But, while LCP points to a developing trend of many large companies amending their remuneration policies to provide lower pension contribution rates for new executive appointments, it states that relatively few companies have reduced contribution rates for their current CEOs.
Surely we are not going to rely on generational change here too, as we appear to be doing when it comes to gender equality ? There is absolutely no incentive for those already entrenched in powerful positions to give up any of the accoutrements of power, and executive pay has become one of them, unchecked by boards and remuneration committees.
It is the legal enforcement of gender equality that has resulted in some high costs for the FTSE 100. LCP refers to a court ruling related to Lloyds Bank handed down on 26 October 2018, confirming that pension schemes need to remove the inequalities that arise between men and women because of iunequal “Guaranteed Minimum Pensions” (GMPs) earned between 1990 and 1991. The Lloyds Bank annual report for 2018 reveals its estimated cost of doing this to be over £100m.
“The judgement affects most companies with pension schemes, and five other FTSE 100 companies also revealed estimated costs of over £100m, with the total cost across the FTSE 100 estimated at around £1.3bn” says LCP.
Meanwhile, the CEOs of the same companies continue to reap their own personal economic benefits. It doesn’t make a lot of sense, frankly. We continue to play ‘catch-up’ with guidance, legislation and regulation and in the meantime, there is no benefit to the average worker’s daily life. No wonder there is a complete loss of trust in the UK regarding a fairer society.
On the payments of dividends versus pension contributions, nothing much has changed. Pension contributions remained steady, if you want to look for a positive headline. But more importantly, over 2018 the FTSE 100 paid around £90 billion in dividends, which is seven times the amount (£13 bn) paid into DB pension schemes. This is an increase from around six times in 2017, covered here on Board Talk.

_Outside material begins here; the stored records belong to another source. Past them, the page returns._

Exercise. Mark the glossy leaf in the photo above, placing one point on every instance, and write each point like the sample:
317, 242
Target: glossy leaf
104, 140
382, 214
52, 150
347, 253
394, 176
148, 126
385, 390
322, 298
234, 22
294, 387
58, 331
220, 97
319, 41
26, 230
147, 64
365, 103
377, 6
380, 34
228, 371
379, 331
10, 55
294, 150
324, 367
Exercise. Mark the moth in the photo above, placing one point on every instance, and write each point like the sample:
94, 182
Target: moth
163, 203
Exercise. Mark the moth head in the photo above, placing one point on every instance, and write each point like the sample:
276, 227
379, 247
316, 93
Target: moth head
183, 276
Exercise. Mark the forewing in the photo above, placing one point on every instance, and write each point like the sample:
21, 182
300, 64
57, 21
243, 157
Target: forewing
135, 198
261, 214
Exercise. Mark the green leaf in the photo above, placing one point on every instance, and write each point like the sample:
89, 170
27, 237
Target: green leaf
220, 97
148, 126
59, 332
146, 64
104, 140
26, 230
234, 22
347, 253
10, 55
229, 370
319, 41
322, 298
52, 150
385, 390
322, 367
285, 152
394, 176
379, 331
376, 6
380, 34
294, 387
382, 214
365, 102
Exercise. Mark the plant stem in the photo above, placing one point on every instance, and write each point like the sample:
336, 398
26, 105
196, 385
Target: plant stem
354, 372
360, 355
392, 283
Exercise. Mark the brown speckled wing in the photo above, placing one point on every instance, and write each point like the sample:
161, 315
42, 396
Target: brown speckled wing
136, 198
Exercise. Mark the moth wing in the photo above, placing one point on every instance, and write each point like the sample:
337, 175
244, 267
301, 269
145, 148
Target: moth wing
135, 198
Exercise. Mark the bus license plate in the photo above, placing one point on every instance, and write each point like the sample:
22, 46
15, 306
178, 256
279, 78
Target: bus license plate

This does not appear to be consistent with statements about valuing human capital in business, particularly at a time when the analysis around the use of automation and artificial intelligence suggests that it is the “human” soft skills that will become increasingly valuable.
As the issue of worker’s rights moves higher up on the agenda, pensions need to step firmly out from the hidden corner of business and regulation. There were changes last year to the UK Corporate Governance Code, and the report quotes the Investment Association (IA): “this is an issue of fairness and (executive) pension contributions should be aligned with the majority of the workforce.”
The Investment Association (IA) - whose members oversee assets of over £7 trillion, or roughly ten times the size of the combined FTSE 100 global pension schemes -is getting tougher in calling out the companies who appoint new directors from March 1 2019 whose rate of pension contributions exceeds those available for the majority of the workforce.
The IA’s voting service IVIS will also ‘red top’ companies that have no or only one women on their board. IVIS has said it will also issue an ‘amber-top’ (the second highest warning) to companies not on course to meet the requirements of the Hampton-Alexander review, for 33% of women on their board by 2020. IVIS will highlight any board with women representing 25% or less.
Let’s see how long it takes for business to act, rather than just listen. If the fight to date on gender equality is any guide, we could be waiting for some time yet for real change.